Он был хитрый человек в хорошем смысле этого слова. Любил заводить партнера и через него очень многое проверять. Помню, я репетировал Сатина в «На дне» вместо Жени Евстигнеева. Я был тогда очень глупый. Не утверждаю, что сейчас поумнел, но по сравнению с тем, что было, и сознание стало работать, начал соображать, появились ассоциации. А в то время я был человек, что называется, «девственный», не сомневающийся, очень верящий и доверяющий тому, что происходит. Жил довольно благополучно. Так, между прочим, какие-то общие мировые противоречия были мне знакомы. Мне казалось: достаточно притвориться, элементарно представить — и все пойдет само собой. Но играть Сатина в таком состоянии, конечно же, было нельзя, если ты сам в жизни через что-то не прошел. И Даль это видел. Он надо мной издевался. «Ну, ты можешь сказать: «Ты не будешь работать, я не буду, он не будет — что тогда будет?!» — Ну вот, скажи так…» Он это говорил настолько конкретно и хлестко, что за этим много чего стояло. Это было страшно себе представить. Я произносил слова, зная, что в жизни такого быть не может. А Даль все понимал уже тогда. Он мне всегда говорил: «А… (взмах рукой) ты никогда не сыграешь… потому что ты трус, тебя никогда не хватит!» Он был прав — мне нечем было это сказать. Я ему говорил: «Ну пойди в зал, я сейчас скажу», — но у меня ничего не получалось.

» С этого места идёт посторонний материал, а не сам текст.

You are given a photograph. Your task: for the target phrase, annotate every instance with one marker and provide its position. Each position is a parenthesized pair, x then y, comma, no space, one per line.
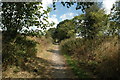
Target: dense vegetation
(88,41)
(98,49)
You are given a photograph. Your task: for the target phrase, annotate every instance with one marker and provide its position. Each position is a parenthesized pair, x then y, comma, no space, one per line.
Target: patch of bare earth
(58,67)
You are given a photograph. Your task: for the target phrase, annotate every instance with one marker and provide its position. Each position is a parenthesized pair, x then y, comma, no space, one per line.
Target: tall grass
(100,55)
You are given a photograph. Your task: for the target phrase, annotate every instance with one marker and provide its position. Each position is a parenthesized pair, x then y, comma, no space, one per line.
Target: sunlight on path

Он был младше меня, но он был великодушный человек — он звал за собой.
Были у нас гастроли в Уфе. Даль находился в раздрызганном состоянии. В нем происходили какие-то очень непростые процессы. Видно было, что ему тяжело жить и участвовать в том, что мы делаем и играем. Ему это стоило больших сил. Сам он был уже в другом измерении.

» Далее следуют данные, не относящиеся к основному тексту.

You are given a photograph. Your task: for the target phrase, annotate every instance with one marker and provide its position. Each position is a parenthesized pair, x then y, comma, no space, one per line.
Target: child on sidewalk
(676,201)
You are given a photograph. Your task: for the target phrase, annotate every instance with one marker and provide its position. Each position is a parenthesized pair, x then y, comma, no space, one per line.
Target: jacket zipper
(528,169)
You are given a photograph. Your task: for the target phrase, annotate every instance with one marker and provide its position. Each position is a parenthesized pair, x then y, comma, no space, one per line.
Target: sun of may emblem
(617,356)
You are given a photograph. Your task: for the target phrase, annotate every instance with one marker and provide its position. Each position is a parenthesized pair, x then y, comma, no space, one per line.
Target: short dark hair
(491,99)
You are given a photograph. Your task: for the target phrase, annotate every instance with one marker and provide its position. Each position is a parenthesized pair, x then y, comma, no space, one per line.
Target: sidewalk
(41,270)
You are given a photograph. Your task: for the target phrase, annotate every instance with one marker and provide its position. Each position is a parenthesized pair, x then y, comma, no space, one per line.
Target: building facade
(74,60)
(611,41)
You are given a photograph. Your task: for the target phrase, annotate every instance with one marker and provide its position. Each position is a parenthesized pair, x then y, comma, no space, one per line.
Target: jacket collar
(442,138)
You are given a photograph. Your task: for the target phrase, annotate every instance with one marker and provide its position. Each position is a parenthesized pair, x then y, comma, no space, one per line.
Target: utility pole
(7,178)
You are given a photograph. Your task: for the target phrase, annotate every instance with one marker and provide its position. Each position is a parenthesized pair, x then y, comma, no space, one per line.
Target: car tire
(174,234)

Там, в Уфе, между нами произошло некоторое сближение. Мы ходили вместе купаться, разговаривали, даже что-то сочиняли на пляже, хохотали, смеялись. Помню один наш разговор на аэродроме — мы должны были лететь в Москву. Этот аэродром больше походил на загон для скота. Мне все время чудилось, что вот-вот раздастся: «Му-у-у». В ожидании самолета, который должен был появиться непонятно откуда, мы стояли облокотившись о загон — две сломанные березы, обозначавшие край аэродрома. Садилось солнце. Темнело. Олег размышлял, что такое артист: неужели все эти встречи, вся эта показуха? «Артист — это тайна, — говорил Даль. — Он должен делать свое темное дело и исчезать. В него не должны тыкать пальцем на улицах. Он должен только показывать свое лицо в работе, как Вертинский свою белую маску, что-то проделывать, а потом снимать эту маску, чтобы его не узнавали». Говорилось это в связи с поведением многих наших артистов. Они требовали к себе внимания, гуляли, показывали себя — шла борьба за популярность. Но Даль был прав: артист не в этом. Артист в том, что ты делаешь в искусстве, в творчестве.

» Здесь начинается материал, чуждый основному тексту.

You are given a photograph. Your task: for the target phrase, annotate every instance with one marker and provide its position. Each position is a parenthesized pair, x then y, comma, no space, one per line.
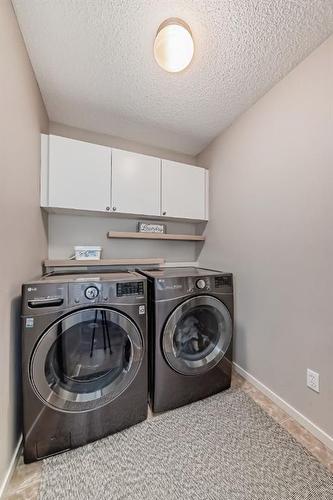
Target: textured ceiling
(94,63)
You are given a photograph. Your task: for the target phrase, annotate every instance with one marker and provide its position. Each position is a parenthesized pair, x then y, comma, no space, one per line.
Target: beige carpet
(222,448)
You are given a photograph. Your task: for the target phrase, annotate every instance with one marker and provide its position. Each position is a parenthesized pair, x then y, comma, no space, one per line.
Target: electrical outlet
(312,380)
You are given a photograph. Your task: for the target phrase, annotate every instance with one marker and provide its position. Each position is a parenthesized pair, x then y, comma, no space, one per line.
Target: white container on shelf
(87,252)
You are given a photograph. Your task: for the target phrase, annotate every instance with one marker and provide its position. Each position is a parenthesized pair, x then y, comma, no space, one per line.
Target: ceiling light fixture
(173,46)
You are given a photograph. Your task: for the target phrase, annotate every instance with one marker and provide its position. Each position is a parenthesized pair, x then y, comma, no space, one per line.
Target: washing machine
(84,359)
(190,335)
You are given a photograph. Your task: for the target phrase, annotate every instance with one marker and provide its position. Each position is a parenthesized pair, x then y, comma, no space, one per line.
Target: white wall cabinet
(82,176)
(184,191)
(79,175)
(135,183)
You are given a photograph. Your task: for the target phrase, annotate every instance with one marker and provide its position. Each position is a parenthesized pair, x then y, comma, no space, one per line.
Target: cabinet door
(79,174)
(183,190)
(135,183)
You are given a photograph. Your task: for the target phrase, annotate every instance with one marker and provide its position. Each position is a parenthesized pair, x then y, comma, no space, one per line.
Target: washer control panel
(91,292)
(201,284)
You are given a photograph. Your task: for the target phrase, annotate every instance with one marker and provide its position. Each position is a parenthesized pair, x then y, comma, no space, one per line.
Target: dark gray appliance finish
(190,335)
(84,359)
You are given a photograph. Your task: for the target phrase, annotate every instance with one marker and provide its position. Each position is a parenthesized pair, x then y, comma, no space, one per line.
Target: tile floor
(24,484)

Даль очень любил музыку, музыкантов. Говорил — вот у кого надо учиться слушать друг друга. Мы зачастую просто не слышим, не чувствуем партнера. Мы заняты собой. Но в театре это почему-то прощается, поэтому в театре очень легко врать. А они играют доли, четверти, восьмушки. Они их слышат и счастливы в тот момент, когда принимают один у другого эстафету. Импровизации, внимание друг к другу — вот у кого надо брать пример.
Он не был этаким брюзжащим «героем нашего времени» — много хочет, а не может. Хотя у Даля были основания быть брюзгой. Он мог все.
Олег был удивительно породистый человек. В нем было что-то от американца — сильные, хлесткие, тонкие части тела. Он был сложен, как чудное животное, выдержанное в хорошей породе, — очень ловкое, много бегало, много прыгало. Все это было очень выразительное, не мельтешащее.